Mouratoglou tells CNN that he has a similar approach to rebuilding a player’s psychological resilience as legendary football manager José Mourinho, who also appeared in the Netflix series.
“He said something like, ‘Soccer starts with the foot, continues with the heart and finishes with the head.’”
“The head is the most important … because if you don’t deeply believe that you can achieve something, you’re not going to go full. You’re going to go halfway. You’re going to find reasons not to do things. You’re going to find excuses,” Mouratoglou says.
“I think a big part of my job to help people, in this case Simona, believe in themselves and their ability to achieve what they want to,” he adds. “I always tell Simona how strong she is mentally because I really believe it.
“She made my job super easy, in a way, by being so open and trusting me so much.”
Partnership with Serena Williams
Mouratoglou is no stranger to reinventing players who have hit rock bottom.
In 2012 he approached a turning point in his career, when he started coaching Williams, who had just suffered an unprecedented defeat at Roland Garros to France’s Virginie Razzano. It was the first time in Williams’ career that she had lost in the first round of a major competition.
She was also in search of a grand slam victory, having gone for two years without winning a major.
Mouratoglou and Williams were dubbed the “Dynamic Duo” on tour and ended up tallying 10 grand slam victories together, as well as a women’s singles title at the London 2012 Olympics.
“I’m super proud with what we’ve done with Serena. Now, of course, I’m super thankful for those 10 years that were incredible,” Mouratoglou says. “She’s trusted me for 10 years, which is something that you don’t see very often in the tennis world.”
Williams has not played since she retired from her first-round Wimbledon match against Aliaksandra Sasnovich in June 2021, during which she sustained a leg injury.
“It’s not easy to tell someone you worked with for 10 years that you’re going to start something with someone else,” Mouratoglou adds. “It’s a 10-year relationship … where you share so many things and so many emotion and so many moments.”
‘I’m ready to give my best’
When Mouratoglou and Halep speak to CNN they’re prepping for Roland Garros, where the 30-year-old Romanian is scheduled to play against Croatia’s Ana Konjuh in the first round on Sunday.
Halep has fond memories of the French Open, having won her maiden grand slam title in Paris after beating Sloane Stephens in 2018.
“The French Open is my favorite grand slam,” she says. “I love the city. I feel great. I like the vibe. So everything gets together and I just feel great. It’s going to be a big challenge, this tournament, for me. I’m ready mentally. I’m ready to give my best.”
“I really thought I would be done by 30,” Halep says. “I was wrong.”

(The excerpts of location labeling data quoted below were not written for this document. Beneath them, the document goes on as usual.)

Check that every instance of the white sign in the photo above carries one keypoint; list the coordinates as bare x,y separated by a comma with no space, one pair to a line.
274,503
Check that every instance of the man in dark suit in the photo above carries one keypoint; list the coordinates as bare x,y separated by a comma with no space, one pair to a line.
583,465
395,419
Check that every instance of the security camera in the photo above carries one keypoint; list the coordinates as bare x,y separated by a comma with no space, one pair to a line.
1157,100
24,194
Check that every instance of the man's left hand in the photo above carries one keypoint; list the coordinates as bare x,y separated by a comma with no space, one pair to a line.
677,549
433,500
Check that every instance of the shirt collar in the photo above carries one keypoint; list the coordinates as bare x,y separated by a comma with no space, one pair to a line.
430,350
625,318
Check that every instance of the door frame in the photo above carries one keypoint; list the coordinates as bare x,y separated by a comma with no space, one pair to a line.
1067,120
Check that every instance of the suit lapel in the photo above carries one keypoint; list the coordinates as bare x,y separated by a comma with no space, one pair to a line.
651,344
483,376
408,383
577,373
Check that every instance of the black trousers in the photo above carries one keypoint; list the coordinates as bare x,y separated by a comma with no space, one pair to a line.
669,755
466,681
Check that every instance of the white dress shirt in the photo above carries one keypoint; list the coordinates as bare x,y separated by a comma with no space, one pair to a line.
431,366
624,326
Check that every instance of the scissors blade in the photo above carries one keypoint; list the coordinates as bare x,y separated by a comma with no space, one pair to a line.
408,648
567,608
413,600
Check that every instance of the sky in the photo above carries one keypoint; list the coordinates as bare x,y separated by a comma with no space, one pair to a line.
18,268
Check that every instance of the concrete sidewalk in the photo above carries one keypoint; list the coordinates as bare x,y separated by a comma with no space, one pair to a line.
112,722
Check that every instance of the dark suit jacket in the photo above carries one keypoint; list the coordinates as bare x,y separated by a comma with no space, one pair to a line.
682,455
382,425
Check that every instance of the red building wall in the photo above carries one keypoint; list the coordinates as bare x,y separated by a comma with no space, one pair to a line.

“I want to play few more years. I feel like I can,” she adds. “My body is okay. You know, I feel healthy. I feel that my energy level is high. So I don’t see any reason to stop now.”
However, there’s one player who could stand in the way of a third grand slam tittle for Halep.
Poland’s Iga Swiatek has had a meteoric rise to become world No. 1 over the past year.
In April, she clinched her fourth straight title of the 2022 season at the Stuttgart Open final, pushing her winning streak to 23 matches.
At just 20 years old, Swiatek has shown no sign of wavering. If she wins the French Open, she’ll equal Venus Williams’ record this millennium of 35 successive victories.
“For the last month, Iga has shown a lot of stability physically, mentally and tennis wise. She’s super solid in everything. That’s why she’s been winning so much. But I think everybody is beatable,” Mouratoglou says.
And Mouratoglou is confident that Halep’s mental fortitude could rival Swiatek.
“She’s also a great player, but what makes her special is the fact that she’s extremely strong mentally,” he says. “I feel that also she believes in herself and the combination can do wonders.”